Is this similar to data locality?
https://gameprogrammingpatterns.com/data-locality.html
The given task can be accomplished with not more than a few kilobytes of RAM, a constant independent of the input and output sizes, but unfortunately I suspect the vast majority of programmers now have absolutely no idea how to do so.
i can see how it'd be possible to transform from the input tabular format to the json format, streaming record by record, using a small constant amount of memory, provided the size of input records was bounded independent of the record count. need to maintain position offset into the input across records, but that's about it
but, maybe we'd need to know more about how the output data is consumed to know if this would actually help much in the real application. if the next stage of processing wants to randomly access records using Get(int i), where i is the index of the item, then even if we transform the input to JSON with a constant amount of RAM, we still have to store this output JSON somewhere so we can Get those items.

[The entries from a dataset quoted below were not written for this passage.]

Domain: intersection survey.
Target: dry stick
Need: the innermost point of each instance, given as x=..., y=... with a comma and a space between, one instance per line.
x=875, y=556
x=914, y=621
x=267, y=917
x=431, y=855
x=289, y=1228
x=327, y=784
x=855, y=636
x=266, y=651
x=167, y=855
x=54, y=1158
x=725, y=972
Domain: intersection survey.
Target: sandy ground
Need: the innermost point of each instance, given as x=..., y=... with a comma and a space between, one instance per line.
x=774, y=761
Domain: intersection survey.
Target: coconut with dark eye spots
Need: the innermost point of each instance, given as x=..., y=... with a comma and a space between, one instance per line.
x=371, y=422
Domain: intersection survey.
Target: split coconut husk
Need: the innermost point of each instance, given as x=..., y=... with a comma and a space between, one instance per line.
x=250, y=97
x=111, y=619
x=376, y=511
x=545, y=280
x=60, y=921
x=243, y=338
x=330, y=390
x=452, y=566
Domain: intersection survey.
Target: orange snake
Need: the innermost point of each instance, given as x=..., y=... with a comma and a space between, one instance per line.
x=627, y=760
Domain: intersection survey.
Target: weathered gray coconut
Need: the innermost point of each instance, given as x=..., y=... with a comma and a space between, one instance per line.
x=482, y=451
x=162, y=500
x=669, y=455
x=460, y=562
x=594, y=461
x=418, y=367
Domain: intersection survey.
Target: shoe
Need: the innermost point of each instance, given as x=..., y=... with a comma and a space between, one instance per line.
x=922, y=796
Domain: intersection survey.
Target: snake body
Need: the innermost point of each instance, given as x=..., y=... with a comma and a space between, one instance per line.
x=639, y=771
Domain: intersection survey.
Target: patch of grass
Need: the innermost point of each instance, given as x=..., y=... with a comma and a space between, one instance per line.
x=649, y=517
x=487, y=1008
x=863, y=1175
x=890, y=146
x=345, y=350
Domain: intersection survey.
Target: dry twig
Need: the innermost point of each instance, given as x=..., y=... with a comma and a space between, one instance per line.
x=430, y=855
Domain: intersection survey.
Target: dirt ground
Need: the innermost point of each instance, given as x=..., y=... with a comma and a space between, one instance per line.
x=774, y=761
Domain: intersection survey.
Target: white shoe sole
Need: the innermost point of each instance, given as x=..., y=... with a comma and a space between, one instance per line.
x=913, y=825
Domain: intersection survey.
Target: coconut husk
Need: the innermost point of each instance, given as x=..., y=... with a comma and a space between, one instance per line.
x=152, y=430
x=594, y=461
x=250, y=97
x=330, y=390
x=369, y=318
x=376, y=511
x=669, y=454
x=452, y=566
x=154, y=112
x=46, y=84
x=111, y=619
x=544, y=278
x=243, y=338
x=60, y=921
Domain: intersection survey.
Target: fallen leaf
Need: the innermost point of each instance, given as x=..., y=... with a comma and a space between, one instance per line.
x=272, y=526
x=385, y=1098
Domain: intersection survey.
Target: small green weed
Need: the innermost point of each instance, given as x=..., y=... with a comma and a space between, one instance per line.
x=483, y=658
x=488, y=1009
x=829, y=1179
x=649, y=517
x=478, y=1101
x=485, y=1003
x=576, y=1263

the blog post mentioned "padding", i didn't immediately understand what that was referring to (padding in the output format?) but i guess it must be talking about struct padding, where the items were previously stored as an array of structs, while the code in the article transposed everything into homogeneous arrays, eliminating the overhead of padding
Padding in the post refers to memory alignment.
If we had an "array of structs" instead of "struct of arrays" it would be: string(8) + long(8) + int(4) + padding(4) = 24 bytes
How about you enlighten us rather than just taunt us with your superior knowledge?
If the “Task” is outputting the JSON for terms to a file, it can be streamed one row at a time - with memory reused after each row is read and the output written. That could be done with a few KB of program space assuming you’re parsing the CSV and outputting the JSON manually instead of using a larger library.
The problem isn’t well constrained because it seems to imply that for some reason it needs to be all accessible in memory, doesn’t specify the cardinality of terms, doesn’t specify whether Get(i) is used in a way that requires that particular interface for accessing a row by number.
If I were to do it, I’d just parse a Page at a time and update a metadata index saying Page P contains entries starting at N. The output file could be memmapped and only the metadata loaded, allowing directly index into the correct Page which could be quickly scanned for a record, and would maybe use 1-2MB of RAM for metadata and whatever Pages are actually being touched.
But like I said the problem is not well constrained enough for even a solution like that to be optimal, since it would suffer from full dataset sequential or random access, as opposed to hot Pages and a long tail.
/shrug specs matter if you’re in the optimization phase
Apparently you're not interested in thinking either, which is another thing I've noticed with many developers these days...
The sibling comment provided a good hint already. All you need to store are some file offsets, amounting to a few dozen bytes.
Thank you for demonstrating your ignorance.
Okay Fermat
Only real programmers know how to do that.